Another robust method for labeling outliers is the IQR (interquartile range) method of outlier detection developed by John Tukey, the pioneer of exploratory data analysis. This was in the days of calculation and plotting by hand, so the datasets involved were typically small, and the emphasis was on understanding the story the data told. If you’ve seen a box-and-whisker plot (also a Tukey contribution), you’ve seen this method in action.1
A box-and-whisker plot uses quartiles (points that divide the data into four groups of equal size) to plot the shape of the data. The box represents the 1st and 3rd quartiles, which are equal to the 25th and 75th percentiles. The line inside the box represents the 2nd quartile, which is the median.
The interquartile range, which gives this method of outlier detection its name, is the range between the first and the third quartiles (the edges of the box). Tukey considered any data point that fell outside of either 1.5 times the IQR below the first – or 1.5 times the IQR above the third – quartile to be “outside” or “far out”. In a classic box-and-whisker plot, the ‘whiskers’ extend up to the last data point that is not “outside”.
Let’s take the box-and-whisker plot above as an example. From the box, we can see that the median of the dataset falls at 66.5 inches, and that the first and third quartiles fall at approximately 64 and 70 inches, respectively. The whiskers show us that there are no outliers (as calculated by the IQR method) on the low end, but there is one on the high end, which is defined as over 78.25 inches.
To automate the process of finding outliers by the IQR method, you can use the following Python function:
import numpy as np def outliers_iqr(ys): quartile_1, quartile_3 = np.percentile(ys, [25, 75]) iqr = quartile_3 - quartile_1 lower_bound = quartile_1 - (iqr * 1.5) upper_bound = quartile_3 + (iqr * 1.5) return np.where((ys > upper_bound) | (ys < lower_bound))

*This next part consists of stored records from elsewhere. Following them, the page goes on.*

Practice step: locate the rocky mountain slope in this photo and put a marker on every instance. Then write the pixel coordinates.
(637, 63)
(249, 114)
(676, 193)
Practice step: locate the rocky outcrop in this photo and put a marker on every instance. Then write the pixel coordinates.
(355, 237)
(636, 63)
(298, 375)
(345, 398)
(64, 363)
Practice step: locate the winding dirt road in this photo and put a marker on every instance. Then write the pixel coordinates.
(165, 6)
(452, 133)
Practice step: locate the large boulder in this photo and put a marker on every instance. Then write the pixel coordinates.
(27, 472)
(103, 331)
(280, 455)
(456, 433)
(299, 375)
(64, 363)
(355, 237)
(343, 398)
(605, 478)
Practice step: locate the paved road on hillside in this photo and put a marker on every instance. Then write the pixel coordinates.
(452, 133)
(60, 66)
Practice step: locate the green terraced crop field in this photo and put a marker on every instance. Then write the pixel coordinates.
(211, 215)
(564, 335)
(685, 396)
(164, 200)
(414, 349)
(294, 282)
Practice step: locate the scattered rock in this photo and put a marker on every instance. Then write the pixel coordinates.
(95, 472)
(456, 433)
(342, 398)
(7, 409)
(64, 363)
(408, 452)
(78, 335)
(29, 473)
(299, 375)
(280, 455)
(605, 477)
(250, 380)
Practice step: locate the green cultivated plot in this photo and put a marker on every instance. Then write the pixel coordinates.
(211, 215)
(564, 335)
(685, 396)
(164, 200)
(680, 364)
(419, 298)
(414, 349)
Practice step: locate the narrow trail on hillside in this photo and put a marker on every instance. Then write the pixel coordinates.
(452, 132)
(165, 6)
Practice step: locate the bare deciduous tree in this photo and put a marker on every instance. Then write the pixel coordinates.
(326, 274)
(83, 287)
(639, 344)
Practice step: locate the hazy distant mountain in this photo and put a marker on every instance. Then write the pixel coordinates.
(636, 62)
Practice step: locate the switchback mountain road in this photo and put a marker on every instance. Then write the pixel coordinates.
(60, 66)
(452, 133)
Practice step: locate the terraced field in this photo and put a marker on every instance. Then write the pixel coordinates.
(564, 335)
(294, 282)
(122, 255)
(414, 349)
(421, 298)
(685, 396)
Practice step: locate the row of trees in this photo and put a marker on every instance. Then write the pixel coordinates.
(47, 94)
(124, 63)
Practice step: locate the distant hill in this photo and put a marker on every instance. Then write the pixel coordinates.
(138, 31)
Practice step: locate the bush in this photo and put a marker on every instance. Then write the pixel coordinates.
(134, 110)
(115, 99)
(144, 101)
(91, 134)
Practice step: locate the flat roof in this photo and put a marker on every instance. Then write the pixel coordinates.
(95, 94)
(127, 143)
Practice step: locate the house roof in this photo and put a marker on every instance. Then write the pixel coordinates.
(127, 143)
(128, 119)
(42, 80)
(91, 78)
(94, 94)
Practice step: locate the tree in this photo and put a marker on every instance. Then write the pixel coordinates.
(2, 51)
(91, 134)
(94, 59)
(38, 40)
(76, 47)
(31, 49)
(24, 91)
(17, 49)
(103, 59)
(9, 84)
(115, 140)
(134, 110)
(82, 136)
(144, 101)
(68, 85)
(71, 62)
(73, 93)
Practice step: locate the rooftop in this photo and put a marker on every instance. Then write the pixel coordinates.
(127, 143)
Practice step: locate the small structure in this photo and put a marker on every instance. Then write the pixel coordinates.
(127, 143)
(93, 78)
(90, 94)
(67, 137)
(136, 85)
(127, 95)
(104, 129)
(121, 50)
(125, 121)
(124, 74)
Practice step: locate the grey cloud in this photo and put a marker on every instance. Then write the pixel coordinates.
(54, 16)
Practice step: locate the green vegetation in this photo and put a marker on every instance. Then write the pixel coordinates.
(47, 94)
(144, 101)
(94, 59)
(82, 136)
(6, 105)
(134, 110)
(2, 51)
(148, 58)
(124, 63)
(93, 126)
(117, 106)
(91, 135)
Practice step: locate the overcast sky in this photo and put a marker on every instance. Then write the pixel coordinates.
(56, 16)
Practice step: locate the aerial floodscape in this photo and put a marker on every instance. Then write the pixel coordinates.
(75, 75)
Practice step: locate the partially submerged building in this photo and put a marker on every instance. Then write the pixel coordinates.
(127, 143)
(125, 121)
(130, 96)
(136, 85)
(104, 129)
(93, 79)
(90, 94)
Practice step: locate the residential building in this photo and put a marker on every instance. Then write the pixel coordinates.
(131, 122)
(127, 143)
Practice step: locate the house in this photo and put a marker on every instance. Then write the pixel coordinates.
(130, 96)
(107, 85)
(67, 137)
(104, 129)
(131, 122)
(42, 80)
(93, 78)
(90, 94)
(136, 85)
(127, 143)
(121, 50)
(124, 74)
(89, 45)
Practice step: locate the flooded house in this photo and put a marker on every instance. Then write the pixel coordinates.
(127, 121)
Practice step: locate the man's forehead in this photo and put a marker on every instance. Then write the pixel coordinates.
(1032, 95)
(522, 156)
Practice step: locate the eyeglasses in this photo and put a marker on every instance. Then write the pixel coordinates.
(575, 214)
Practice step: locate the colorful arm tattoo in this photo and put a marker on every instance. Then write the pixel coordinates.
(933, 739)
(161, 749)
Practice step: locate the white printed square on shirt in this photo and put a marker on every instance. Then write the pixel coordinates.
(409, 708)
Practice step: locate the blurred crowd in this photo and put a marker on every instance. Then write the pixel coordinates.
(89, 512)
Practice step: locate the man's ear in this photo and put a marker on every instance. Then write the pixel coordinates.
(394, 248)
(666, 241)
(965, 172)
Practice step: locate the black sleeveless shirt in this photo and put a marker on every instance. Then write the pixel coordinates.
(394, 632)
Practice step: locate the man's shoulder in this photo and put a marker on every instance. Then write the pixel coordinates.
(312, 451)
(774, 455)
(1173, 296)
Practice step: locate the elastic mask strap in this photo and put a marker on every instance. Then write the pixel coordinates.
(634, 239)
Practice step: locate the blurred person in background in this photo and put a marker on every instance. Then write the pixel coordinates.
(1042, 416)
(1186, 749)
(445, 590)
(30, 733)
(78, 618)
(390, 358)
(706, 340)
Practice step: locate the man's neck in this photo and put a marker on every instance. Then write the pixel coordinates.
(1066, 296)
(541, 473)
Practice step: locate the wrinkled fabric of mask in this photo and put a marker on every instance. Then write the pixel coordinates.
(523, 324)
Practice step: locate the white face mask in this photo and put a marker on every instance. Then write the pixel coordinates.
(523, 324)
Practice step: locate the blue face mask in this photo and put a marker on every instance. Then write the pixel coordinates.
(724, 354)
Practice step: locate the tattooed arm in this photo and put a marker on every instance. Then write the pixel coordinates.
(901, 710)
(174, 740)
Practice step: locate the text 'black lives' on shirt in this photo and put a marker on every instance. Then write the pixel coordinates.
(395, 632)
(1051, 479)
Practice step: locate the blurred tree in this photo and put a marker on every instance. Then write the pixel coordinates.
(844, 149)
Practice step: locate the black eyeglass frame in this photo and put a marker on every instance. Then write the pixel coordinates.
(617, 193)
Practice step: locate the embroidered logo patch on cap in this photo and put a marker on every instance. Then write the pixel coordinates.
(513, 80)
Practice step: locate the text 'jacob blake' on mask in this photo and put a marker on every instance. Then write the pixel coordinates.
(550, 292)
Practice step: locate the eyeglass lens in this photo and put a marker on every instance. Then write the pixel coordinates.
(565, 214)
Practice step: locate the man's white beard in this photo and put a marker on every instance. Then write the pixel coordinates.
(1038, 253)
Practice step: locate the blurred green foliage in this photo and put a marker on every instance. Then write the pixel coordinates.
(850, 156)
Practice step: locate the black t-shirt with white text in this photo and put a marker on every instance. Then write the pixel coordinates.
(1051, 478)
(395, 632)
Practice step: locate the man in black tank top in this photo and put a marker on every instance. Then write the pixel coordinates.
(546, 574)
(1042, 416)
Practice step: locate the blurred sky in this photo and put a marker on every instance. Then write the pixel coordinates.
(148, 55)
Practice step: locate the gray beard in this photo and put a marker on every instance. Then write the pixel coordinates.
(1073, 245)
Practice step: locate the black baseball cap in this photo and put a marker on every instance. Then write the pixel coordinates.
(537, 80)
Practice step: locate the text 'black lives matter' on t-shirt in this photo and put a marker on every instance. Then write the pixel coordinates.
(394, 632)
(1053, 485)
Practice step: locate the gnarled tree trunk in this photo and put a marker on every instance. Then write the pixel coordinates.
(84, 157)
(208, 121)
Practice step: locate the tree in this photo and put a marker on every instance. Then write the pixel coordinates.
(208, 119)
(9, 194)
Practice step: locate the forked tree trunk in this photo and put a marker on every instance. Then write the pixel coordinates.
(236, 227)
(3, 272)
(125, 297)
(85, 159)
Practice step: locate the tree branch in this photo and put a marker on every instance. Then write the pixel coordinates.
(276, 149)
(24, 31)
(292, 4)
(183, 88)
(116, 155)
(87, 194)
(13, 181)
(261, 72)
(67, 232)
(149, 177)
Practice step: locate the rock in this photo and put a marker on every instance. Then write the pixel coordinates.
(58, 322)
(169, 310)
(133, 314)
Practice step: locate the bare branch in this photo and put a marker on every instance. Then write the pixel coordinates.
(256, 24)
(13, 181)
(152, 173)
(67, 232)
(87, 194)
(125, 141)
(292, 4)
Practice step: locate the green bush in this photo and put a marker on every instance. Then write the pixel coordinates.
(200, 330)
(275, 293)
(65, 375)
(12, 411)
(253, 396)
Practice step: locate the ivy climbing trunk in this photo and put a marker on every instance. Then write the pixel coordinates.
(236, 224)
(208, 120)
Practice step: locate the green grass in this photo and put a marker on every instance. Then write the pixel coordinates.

One benefit of using the interquartile range method is that, like the modified Z-score method, it uses a robust measure of dispersion.
So, which method should you use? First, there is little harm in using all of them and seeing what picture emerges: in exploratory data analysis, there is no inference being made. There is therefore no increased risk of Type 1 error (false positives). That said, in my opinion, the Z-score method has the least to offer, because it is dependent on non-robust measures, and fails to report any outliers with low-size datasets.
Here are the results of running each of these functions on the Galton height data:
- Z-score: 56” (below); 78”, 79” (above)
- Modified Z-score: none
- IQR: 79” (above)
As you can see, no method is returning radically different results from any other. In a dataset with 898 observations, the difference between 0 and 3 outliers is not great.
One caveat: all of these methods will encounter problems with a strongly skewed dataset. If the data is distributed in a strongly asymmetrical fashion, it will need to be re-expressed before applying any of these methods.
It is important to reiterate that these methods should not be used mechanically. They should be used to explore the data – they let you know which points might be worth a closer look. What to do with this information depends heavily on the situation. Sometimes it is appropriate to exclude outliers from a dataset to make a model trained on that dataset more predictive. Sometimes, however, the presence of outliers is a warning sign that the real-world process generating the data is more complicated than expected.
As an astute commenter on CrossValidated put it: “Sometimes outliers are bad data, and should be excluded, such as typos. Sometimes they are Wayne Gretzky or Michael Jordan, and should be kept.” Domain knowledge and practical wisdom are the only ways to tell the difference.